Tom Lieber is a recipient of a National Endowment of the Arts Grant and has exhibited extensively since 1974. His work is included in the collections of the Metropolitan Museum of Art, and the Solomon R. Guggenheim Museum, New York City; the San Francisco Museum of Modern Art; the Museum of Contemporary Art, Los Angeles; the Tate Gallery, London among others.

Those familiar with Lieber’s past work will recognize his calligraphic mark-making, the supple flow and arc of his line, and the dynamic rhythm of his abstract compositions. In these new paintings, however, the dense, dark paint prominent in work of the 1980s and ‘90s has given way to a lighter, more buoyant, palette which is thinly applied to a stripped surface.
The strong horizon line of the Hawaiian landscape and the elegant shapes of the tropical leaves and flowers Lieber sees from his windows have sent his work in new and enticing directions.
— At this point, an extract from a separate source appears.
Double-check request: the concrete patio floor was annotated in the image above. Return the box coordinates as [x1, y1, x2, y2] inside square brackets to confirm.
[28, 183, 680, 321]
Part II: Lee Hall, Animals, Environment & the Law
Lee Hall, an author who’s taken on subjects from anti-terrorism law to vegan cooking, wrote the “Vegetarianism” entry in the Encyclopedia of Activism and Social Justice. Lee has taught Animal Law and Immigration and Refugee Law, and is today working on a second law degree—a legal masters in Environmental Law with a focus on climate change from Vermont Law School. Lee’s work is a bridge between environmentalism and our personal relationships with agriculture, confronting the way animal farming usurps habitat. For years, animal-rights advocates have operated under the belief that at least pasture-based or organic ranching represents a “step” in the humane direction—but only looking at how domesticated animals seem to be affected. Lee champions the animal communities displaced by farm sprawl, and explains how our chosen cookbooks can offer a genuine humane response for all animals, reduce greenhouse emissions, and even stop extinctions.